I knew Walter Cronkite was going to die soon. Before the rash of celebrity deaths (McMahon, Fawcett, et al.), it was reported that he was gravely ill. And yet his pasing yesterday still saddens me.

For some reason, I always knew his birthday, November 4. I always how he felt when his 63rd birthday was the taking of the hostages in Iran.

I was aware of his reporting during World War II. But my first recollection was watching him on a history program called The Twentieth Century, which was on from the time I was four to the time I was eleven; my, I was a geeky kid. I was an avid news watcher, pretty much alternating between Cronkite on CBS and Huntley-Brinkley on NBC, until Walter eventually won out.

I have some specific recollections. While I didn't see the now-famous announcement of JFK's death in real time - I was at school - I've seen the footage so often that I feel that I did. I was watching CBS News for wall-to-wall coverage of the aftermath (Oswald being shot, the JFK funeral).
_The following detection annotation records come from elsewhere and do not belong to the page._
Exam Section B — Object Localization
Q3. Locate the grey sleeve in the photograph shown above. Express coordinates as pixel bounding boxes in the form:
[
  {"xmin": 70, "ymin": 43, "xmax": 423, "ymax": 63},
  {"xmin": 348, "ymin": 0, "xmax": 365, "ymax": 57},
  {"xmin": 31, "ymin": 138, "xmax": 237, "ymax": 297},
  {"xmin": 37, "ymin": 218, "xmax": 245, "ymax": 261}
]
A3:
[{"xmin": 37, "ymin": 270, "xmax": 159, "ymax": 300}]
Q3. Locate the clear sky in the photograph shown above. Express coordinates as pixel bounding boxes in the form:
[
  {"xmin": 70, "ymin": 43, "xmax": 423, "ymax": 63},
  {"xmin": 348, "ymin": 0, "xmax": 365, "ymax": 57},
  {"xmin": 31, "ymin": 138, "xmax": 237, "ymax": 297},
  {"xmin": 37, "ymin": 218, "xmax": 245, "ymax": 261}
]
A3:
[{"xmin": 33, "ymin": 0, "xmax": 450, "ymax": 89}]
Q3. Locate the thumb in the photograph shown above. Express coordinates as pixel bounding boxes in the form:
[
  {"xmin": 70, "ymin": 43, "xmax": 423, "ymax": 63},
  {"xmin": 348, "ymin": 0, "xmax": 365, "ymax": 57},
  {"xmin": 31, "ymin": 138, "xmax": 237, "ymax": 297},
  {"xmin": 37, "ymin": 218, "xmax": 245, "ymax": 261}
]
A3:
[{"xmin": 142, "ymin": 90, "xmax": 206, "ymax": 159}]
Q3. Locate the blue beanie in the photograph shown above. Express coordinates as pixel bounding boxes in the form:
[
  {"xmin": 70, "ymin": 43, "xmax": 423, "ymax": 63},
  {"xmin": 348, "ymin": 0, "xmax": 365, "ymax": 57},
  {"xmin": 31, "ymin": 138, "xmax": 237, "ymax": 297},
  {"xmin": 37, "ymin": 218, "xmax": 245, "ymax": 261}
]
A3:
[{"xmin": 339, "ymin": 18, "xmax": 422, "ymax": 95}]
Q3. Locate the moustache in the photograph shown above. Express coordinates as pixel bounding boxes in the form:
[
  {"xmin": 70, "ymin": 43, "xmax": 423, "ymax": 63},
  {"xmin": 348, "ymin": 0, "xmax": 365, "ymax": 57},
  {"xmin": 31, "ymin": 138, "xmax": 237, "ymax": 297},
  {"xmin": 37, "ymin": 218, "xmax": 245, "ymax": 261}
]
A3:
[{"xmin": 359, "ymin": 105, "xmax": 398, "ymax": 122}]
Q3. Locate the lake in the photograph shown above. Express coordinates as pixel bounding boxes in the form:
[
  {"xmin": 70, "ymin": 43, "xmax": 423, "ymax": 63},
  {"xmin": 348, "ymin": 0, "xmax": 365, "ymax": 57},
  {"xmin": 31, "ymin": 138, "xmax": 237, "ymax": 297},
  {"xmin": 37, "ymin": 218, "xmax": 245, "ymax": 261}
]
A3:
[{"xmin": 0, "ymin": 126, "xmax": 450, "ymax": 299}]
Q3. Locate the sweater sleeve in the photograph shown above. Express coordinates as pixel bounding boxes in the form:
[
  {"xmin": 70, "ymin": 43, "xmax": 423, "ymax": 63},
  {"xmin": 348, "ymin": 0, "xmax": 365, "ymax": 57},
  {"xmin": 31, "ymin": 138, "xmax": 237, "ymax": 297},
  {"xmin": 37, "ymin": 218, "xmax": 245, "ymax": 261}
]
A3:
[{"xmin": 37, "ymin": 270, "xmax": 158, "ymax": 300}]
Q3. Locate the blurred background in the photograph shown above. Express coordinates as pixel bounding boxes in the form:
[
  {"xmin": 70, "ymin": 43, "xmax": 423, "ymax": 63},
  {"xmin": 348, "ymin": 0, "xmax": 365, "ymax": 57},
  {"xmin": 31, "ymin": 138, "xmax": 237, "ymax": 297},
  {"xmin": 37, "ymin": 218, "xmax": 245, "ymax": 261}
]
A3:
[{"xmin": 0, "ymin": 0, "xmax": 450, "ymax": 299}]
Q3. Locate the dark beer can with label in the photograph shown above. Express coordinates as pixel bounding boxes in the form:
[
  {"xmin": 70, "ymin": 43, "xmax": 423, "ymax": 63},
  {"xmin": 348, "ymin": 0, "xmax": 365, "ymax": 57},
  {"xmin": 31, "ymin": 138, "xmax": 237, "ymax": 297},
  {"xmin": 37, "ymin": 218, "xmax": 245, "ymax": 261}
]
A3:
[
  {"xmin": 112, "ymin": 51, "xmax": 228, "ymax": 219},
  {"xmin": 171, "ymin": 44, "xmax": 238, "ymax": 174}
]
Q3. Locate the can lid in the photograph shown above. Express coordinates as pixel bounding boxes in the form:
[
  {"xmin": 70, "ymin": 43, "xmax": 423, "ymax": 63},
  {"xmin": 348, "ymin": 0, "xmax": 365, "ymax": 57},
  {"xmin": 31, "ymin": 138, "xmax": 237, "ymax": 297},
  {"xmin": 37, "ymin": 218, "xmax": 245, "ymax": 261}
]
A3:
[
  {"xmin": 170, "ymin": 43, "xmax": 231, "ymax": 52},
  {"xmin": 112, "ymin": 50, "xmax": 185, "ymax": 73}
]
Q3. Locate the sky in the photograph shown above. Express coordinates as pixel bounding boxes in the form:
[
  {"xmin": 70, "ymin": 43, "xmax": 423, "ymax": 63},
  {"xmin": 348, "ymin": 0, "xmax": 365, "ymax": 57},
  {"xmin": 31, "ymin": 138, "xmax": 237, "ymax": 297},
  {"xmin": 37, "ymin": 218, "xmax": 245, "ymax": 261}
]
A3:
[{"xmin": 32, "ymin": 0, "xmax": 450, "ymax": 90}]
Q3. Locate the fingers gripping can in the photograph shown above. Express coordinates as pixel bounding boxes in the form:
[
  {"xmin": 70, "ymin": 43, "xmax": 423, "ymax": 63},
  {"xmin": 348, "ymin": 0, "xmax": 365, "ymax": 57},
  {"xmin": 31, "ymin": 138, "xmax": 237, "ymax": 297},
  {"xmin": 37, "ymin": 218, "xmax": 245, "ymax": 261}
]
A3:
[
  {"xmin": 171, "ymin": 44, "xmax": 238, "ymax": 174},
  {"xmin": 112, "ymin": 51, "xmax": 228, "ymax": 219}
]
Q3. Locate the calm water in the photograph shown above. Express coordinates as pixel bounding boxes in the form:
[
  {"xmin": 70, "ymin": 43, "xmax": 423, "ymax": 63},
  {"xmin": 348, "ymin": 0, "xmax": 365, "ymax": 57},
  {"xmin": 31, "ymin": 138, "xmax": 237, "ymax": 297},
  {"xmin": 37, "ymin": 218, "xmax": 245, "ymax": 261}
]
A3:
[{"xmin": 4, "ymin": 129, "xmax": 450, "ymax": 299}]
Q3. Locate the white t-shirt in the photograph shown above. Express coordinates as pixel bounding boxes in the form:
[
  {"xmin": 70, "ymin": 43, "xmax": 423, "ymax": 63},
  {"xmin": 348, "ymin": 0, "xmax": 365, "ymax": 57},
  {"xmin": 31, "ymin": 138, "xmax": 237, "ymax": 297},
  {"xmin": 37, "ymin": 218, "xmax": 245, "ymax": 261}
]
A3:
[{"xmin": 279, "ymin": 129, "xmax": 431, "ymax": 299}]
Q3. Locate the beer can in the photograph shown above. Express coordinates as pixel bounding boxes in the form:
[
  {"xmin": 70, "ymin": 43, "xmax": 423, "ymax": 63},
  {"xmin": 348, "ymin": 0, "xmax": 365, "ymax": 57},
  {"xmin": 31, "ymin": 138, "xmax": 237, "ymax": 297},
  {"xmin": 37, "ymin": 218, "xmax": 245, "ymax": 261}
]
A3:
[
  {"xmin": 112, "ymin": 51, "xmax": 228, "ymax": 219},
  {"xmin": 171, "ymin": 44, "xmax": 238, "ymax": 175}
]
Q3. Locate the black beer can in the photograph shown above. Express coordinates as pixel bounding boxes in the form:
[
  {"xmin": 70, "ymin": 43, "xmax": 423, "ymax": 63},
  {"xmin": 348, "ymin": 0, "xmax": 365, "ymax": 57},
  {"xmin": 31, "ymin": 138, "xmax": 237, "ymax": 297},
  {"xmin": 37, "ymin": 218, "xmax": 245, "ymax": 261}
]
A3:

When Cronkite went to Viet Nam in early 1968, then came back and declared in an editorial on February 27 that the war "unwinable, LBJ knew he was sunk and declared his decision not to run for re-election a little more than a month later. It, along with Martin Luther King's opposition to the war, also had a profound effect on my own view of the conflict, which, when I was 14, was vaguely, "It's an American war and I'm an American"; by the time I was 15, this changed to "What ARE we fighting for?" Speaking of King, it was from Cronkite that I heard the awful news of April 4, 1968.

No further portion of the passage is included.